Mourners leave Hillcrest Memorial Funeral Home in Uvalde, Texas, on May 30, 2022, during the visitation for Amerie Jo Garza.

UVALDE, Texas — On the day the nation sets aside to remember those killed in war, Uvalde began saying farewell to the 19 children and two teachers who were massacred in a shooting at their elementary school.

The visitations for Amerie Jo Garza, 10, at Hillcrest Memorial Funeral Home, and for Maite Yuleana Rodriguez, 10, at Rushing-Estes-Knowles Mortuary Inc., were the first services to be held Monday, which was Memorial Day.

Family members and friends mourned and prayed the rosary, keeping out the omnipresent cameras and reporters drawn to the rural Texas community that has been thrust into the nation’s conscience.
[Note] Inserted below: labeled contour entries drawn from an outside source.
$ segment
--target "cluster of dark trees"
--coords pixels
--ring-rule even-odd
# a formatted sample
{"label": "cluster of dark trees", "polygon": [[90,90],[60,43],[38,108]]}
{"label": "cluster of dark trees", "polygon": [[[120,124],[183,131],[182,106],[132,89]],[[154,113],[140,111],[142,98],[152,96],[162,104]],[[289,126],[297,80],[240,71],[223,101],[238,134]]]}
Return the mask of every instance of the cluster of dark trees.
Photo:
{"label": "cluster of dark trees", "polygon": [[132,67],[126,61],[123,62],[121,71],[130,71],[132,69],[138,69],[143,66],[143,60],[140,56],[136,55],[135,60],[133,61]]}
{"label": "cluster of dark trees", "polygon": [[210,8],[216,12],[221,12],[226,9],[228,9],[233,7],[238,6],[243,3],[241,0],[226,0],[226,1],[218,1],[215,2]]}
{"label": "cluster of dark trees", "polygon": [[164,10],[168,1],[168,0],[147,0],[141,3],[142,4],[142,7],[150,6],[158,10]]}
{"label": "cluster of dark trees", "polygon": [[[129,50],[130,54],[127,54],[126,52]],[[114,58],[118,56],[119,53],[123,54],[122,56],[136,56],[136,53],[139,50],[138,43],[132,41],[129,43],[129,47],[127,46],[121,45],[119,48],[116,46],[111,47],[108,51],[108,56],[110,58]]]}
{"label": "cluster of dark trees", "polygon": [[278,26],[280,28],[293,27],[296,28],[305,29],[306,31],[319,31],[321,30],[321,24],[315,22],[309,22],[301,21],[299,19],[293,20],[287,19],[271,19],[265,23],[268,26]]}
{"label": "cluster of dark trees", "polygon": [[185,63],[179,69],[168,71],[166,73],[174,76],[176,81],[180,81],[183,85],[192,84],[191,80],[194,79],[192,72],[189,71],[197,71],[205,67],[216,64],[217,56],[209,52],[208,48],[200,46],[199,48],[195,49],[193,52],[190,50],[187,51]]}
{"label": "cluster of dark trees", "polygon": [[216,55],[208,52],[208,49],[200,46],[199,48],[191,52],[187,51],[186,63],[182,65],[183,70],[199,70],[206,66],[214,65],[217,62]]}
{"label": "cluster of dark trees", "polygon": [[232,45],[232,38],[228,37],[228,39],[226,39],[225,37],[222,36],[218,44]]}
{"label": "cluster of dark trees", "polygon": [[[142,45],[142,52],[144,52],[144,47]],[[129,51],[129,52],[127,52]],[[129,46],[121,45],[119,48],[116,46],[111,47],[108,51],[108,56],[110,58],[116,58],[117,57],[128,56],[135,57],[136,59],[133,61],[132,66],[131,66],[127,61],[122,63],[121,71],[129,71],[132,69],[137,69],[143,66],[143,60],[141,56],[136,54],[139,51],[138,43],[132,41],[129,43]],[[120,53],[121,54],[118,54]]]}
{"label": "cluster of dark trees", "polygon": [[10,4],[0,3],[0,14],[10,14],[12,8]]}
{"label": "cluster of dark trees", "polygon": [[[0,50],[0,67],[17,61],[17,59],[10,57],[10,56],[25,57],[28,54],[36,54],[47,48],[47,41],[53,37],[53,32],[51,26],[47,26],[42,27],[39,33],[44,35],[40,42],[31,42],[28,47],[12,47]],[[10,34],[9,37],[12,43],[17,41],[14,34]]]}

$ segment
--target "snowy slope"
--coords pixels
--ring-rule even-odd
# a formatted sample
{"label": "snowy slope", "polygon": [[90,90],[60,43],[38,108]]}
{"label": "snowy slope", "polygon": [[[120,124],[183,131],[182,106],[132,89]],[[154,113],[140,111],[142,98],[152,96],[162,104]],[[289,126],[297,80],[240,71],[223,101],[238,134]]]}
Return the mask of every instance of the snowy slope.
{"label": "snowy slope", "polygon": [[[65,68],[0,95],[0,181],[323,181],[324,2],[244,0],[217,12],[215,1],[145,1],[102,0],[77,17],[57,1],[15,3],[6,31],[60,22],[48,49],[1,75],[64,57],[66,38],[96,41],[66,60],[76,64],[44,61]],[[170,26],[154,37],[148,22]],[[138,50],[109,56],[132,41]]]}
Mourners leave Hillcrest Memorial Funeral Home in Uvalde, Texas, on Monday, during the visitation for Amerie Jo Garza.Chandan Khanna / AFP – Getty Images

“We are crying with them. We are shedding tears with them. We are praying with them,” said Dorina Davila, of San Antonio, who said she worked at a Head Start preschool program and is a mother and grandmother.

Maite was remembered in her obituary as a “sweet girl” who wanted to become a marine biologist “because of her caring heart towards wildlife and the animals within it.”

“Those who know and loved her were blessed with her kind, ambitious, friendly and sweet soul,” her obituary reads.

Maite’s funeral was set for Tuesday after the visitation Monday.

Funerals for the other victims of last Tuesday’s mass shooting at Robb Elementary School are scheduled throughout this week and into the middle of next month.

As people arrived to remember Amerie under cloudy gray skies Monday, the twitter of a house finch and the squeaks of western kingbirds could be heard. A breeze bent the palms trees and flapped the American and Texas flags flying half staff at the funeral home.

Amerie was shot while dialing 911 in an effort to help her classmates, her grandmother Berlinda Irene Arreola told The Daily Beast.

Earlier in the day, the fourth grader had received a certificate for making the honor roll.